After months of negotiations, a ceasefire has paused the devastating war in Gaza, but it risks collapsing as a result of deep distrust between Israel and Hamas and the multi-phased nature of the deal.
Qatar, which mediated the talks along with the United States and Egypt, has expressed hope the six-week truce and hostage-prisoner exchange will become permanent.
However, that outcome is far from certain with the releases timetabled at a glacial pace in comparison to a previous truce agreement.
Further complicating the ceasefire is the fact that the text of the agreement has not been made public, raising risks of last-minute snags and differences in interpretation by the parties.
“Unfortunately, there is a high risk of the truce derailing and (Israeli Prime Minister Benjamin) Netanyahu continuing his military campaign in Gaza,” Anna Jacobs, of the Arab Gulf States Institute in Washington, told AFP.

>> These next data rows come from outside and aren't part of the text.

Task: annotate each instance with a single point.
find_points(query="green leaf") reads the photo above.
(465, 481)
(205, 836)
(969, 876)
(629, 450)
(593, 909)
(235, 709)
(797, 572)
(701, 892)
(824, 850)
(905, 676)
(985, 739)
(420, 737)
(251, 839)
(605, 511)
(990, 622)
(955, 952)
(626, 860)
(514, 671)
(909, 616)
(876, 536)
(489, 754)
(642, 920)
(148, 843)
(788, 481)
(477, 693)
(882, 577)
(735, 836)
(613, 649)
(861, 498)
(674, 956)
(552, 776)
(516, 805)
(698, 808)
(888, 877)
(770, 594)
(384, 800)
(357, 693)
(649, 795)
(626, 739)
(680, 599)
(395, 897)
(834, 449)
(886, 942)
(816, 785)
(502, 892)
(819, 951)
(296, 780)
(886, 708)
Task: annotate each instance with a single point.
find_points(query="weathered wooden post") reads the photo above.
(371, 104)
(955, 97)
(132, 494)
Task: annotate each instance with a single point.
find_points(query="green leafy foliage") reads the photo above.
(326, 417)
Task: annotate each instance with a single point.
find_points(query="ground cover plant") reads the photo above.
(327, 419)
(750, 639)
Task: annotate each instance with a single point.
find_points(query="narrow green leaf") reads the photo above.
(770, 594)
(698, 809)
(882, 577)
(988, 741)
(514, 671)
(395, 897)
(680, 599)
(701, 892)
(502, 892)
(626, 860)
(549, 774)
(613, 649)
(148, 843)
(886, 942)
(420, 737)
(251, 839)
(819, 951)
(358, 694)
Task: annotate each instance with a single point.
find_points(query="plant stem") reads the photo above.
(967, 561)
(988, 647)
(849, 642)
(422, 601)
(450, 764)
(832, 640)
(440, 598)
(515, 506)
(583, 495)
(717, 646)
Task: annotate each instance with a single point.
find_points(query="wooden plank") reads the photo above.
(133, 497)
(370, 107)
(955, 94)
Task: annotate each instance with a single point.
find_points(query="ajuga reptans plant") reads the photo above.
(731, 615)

The ceasefire kicked off to a rocky start, with delays in both the beginning of the truce and the first swap of Israeli hostages and Palestinian prisoners when it went into effect on Sunday.
During a three-hour delay before the truce began, Gaza’s civil defence agency said Israeli strikes killed eight people and wounded 25.
The ceasefire is being monitored by the mediators via an “operations room” in Cairo, Qatari foreign ministry spokesperson Majed al-Ansari told Al-Jazeera.
He said they are watching to see if the delicate terms of the deal are being implemented -- including the entry of aid into Gaza, the prisoner and hostage exchanges, the withdrawal of Israeli troops from densely populated areas and the return of displaced Gazans to their homes.
But Joost Hiltermann of the International Crisis Group said “success will depend also on the mediators serving as guarantors”.
On Monday, newly inaugurated US President Donald Trump said he was “not sure” the ceasefire would last.
Hiltermann said “this pertains in particular to the US, given its weight. But we all know that Trump is unpredictable and has a very short attention span.”
“Will he seek to see the deal’s implementation through or lose interest?”
He also said the “the absence of a publicly available official text of the terms opens the possibility for widely diverging interpretations”.
The ceasefire covers the cessation of hostilities for an initial six-week phase, during which 33 Israeli hostages are to be freed in exchange for 1,900 Palestinians being held in Israeli custody.
What comes next, however, will be trickier to see through.
The terms of a second phase, aimed at bringing about a permanent end to the war and the return of all the remaining living hostages to Israel, are to be ironed out.
“It is important to stress that the deal is a fragile truce not a cessation of the conflict,” Sanam Vakil, director of the Chatham House think-tank’s Middle East and North Africa Programme, wrote in an opinion piece.